I’m part of a small group of people_{ }who have a spreadsheet with every movie I’ve seen and a score out of 100 for each. And actually it’s totally possible I’m the _{only }person with such a spreadsheet… Armed with this as well as a few skills I’ve unlocked as a data science student, I’m going to find the review source that is *most closely* related to my own, personal take on movies. Specifically, I’ll be looking at IMDb, Metacritic, Metacritic User Reviews, and Rotten Tomatoes.

In order to put a number to the relation between these review sources, I’ll need to calculate the *correlation coefficient*.

The *correlation coefficient* is a number between -1 and 1.

-1 indicates a perfect negative correlation.

0 indicates no correlation whatsoever.

1 indicates perfect positive correlation.

Here’s an image I saw during my lectures and later found again on Wikipedia that explains correlation visually:

To get my data to look like this, all I have to do is locate, import, clean, trim, align, and standardize all my datasets. Then just plot the review source against my personal ratings.

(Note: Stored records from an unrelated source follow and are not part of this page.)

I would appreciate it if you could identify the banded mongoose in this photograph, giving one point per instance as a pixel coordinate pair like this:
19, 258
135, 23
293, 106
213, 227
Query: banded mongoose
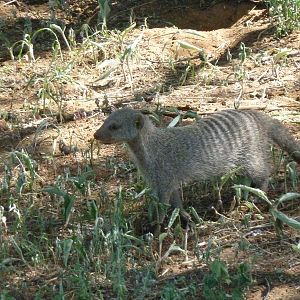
167, 157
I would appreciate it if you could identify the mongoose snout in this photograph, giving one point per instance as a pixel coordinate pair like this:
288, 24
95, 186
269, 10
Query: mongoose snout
168, 157
121, 126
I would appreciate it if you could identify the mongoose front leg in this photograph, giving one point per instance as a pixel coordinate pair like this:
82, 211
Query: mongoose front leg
175, 201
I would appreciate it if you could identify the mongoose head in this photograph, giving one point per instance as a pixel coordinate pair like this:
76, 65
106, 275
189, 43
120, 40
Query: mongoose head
123, 125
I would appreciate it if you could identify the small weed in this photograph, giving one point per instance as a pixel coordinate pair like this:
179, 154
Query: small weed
220, 284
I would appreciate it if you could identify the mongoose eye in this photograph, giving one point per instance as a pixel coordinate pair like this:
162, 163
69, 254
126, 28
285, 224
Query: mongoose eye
114, 126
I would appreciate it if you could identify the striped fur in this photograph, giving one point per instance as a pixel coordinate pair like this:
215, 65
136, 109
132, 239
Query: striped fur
223, 141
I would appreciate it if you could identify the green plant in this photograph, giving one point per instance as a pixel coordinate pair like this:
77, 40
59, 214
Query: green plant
220, 284
279, 218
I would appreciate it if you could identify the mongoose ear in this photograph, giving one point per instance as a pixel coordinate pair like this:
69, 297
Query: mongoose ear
139, 122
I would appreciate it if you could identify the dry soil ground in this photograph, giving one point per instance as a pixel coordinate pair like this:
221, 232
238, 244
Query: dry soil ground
241, 64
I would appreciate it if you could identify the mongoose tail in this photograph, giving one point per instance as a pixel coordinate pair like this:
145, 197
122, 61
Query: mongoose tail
282, 137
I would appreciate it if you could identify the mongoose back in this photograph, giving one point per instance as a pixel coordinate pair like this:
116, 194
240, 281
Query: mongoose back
225, 140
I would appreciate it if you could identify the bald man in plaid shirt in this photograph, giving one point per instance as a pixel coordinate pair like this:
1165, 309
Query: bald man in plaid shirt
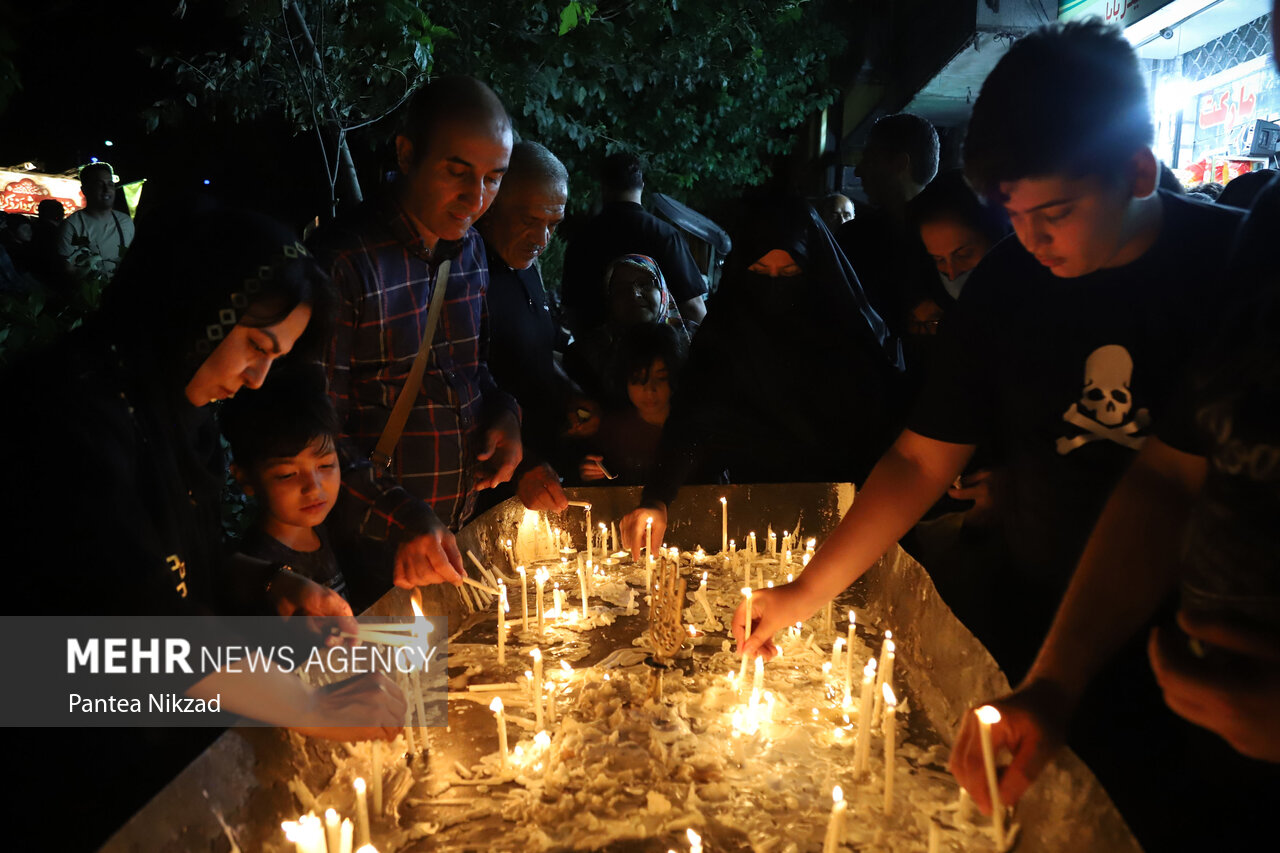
462, 433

I felt this data was a little difficult to interpret visually like this. So, here are the actual correlation coefficients for each review source:

Here’s what I’m learning:

IMDb has the highest correlation.

But not only is it not by much, it’s not very high either…

I had another curiosity pop up while I was working on this. I wondered what the distributions of these reviews looked like.

So here they are:

Something we can learn from this is that Rotten Tomatoes taken as “% Fresh” has a far greater spread than the other sources with scores out of 100. We’re also seeing my tendency to hop on multiples of 10.

This was a lot of fun to explore and I hope to use this dataset for even more interesting topics in the future. Thanks for reading.

Oh and according to my personal scores, the worst movie I’ve ever seen is *Grown Ups 2* and the best is *Toy Story 2* 😊